WASHINGTON.— Senadores demócratas y republicanos de Estados Unidos anunciaron este viernes su intención de forzar una votación sobre una resolución que impediría una acción militar contra Venezuela sin la autorización del Congreso, en un intento por contener la escalada de presión del presidente Donald Trump sobre el gobierno de Nicolás Maduro.
El senador Tim Kaine, de Virginia —quien impulsa la resolución sobre poderes de guerra junto al también demócrata Adam Schiff, de California, y el republicano Rand Paul, de Kentucky—, dijo que la iniciativa responde a los repetidos ataques estadounidenses contra embarcaciones frente a las costas venezolanas.
Se han producido al menos cinco ataques de este tipo, que la administración Trump justifica como parte de una campaña contra el narcotráfico. Las operaciones han dejado al menos 27 muertos.
Kaine recordó que la Constitución estadounidense establece que solo el Congreso, y no el presidente, puede autorizar una guerra, salvo en el caso de ataques limitados y de corta duración.
La campaña de la Casa Blanca en el sur del Caribe lleva varias semanas en marcha. Trump también ha sugerido la posibilidad de ataques terrestres contra Venezuela y reveló el miércoles que autorizó a la CIA a realizar operaciones encubiertas dentro del país sudamericano.
“Está claro que no hay ninguna autorización del Congreso para esta acción”, dijo Kaine a los periodistas.
Los ataques han llevado a varios expertos legales a cuestionar si Estados Unidos está violando el derecho internacional. Colombia, que ha condenado las operaciones, afirmó que una de las embarcaciones atacadas era de bandera colombiana y con ciudadanos colombianos a bordo, algo que la administración Trump calificó como “infundado”.
El anuncio sorpresivo del jueves de que el almirante a cargo de las fuerzas militares estadounidenses en América Latina renunciará a fin de año incrementó aún más las dudas sobre la operación.
Venezuela solicitó al Consejo de Seguridad de la ONU que determine si los ataques son ilegales, según una carta vista por Reuters.
La Casa Blanca sostiene que está luchando contra grupos narcoterroristas venezolanos, por lo que los ataques serían legítimos.
Miembros del Congreso de ambos partidos han denunciado la falta de información sobre las operaciones: no se sabe quiénes murieron, qué pruebas existen de narcotráfico, cuál es el costo del despliegue ni cuál es la estrategia a largo plazo para América Latina.
“Es un agujero negro total”, señaló Kaine.
También criticó que la administración no haya explicado por qué optó por destruir las embarcaciones, matando a todos los ocupantes, en lugar de interceptarlas. Trump había dicho el miércoles que interceptar barcos de droga era “políticamente correcto” pero no había frenado el narcotráfico.

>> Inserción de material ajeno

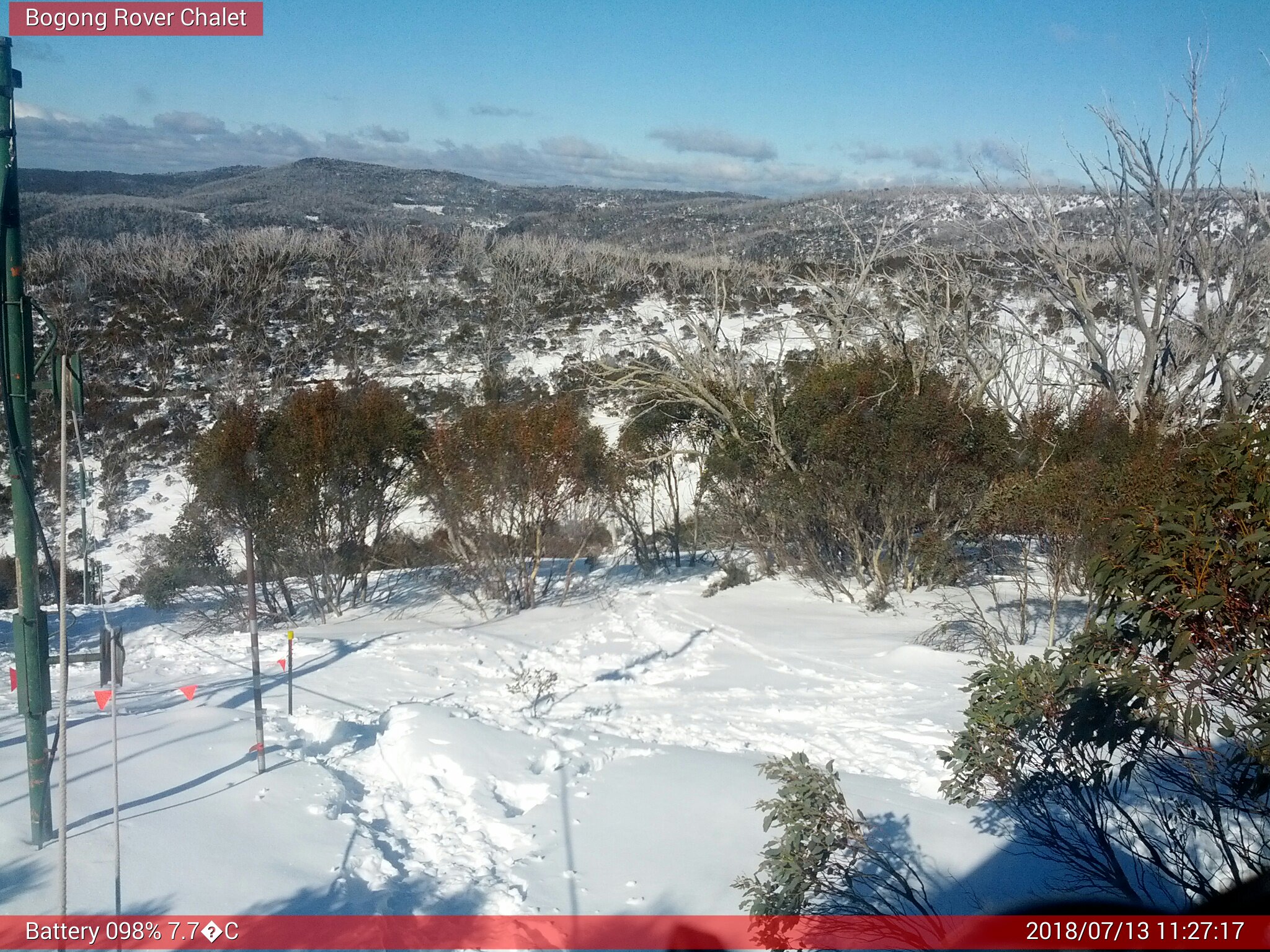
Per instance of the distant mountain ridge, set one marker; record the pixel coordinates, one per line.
(315, 193)
(306, 193)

El Senado bloqueó una resolución similar la semana pasada por un estrecho margen de 51 a 48 votos, en su mayoría siguiendo líneas partidarias: dos republicanos la apoyaron y un demócrata la rechazó. Los republicanos defendieron que Trump solo estaba cumpliendo una promesa de campaña de atacar a los cárteles de la droga.
Kaine dijo esperar que la nueva resolución —que prohibiría cualquier acción militar contra o dentro de Venezuela sin autorización del Congreso— obtenga algunos votos republicanos más.
“El ejército no está para que podamos matar a quien queramos en cualquier parte del mundo solo porque el presidente los puso en una lista secreta”, advirtió.
“Tal vez sea optimista, pero creo que llegará un punto en que más republicanos digan: ‘Un momento, esperen un segundo’”, añadió.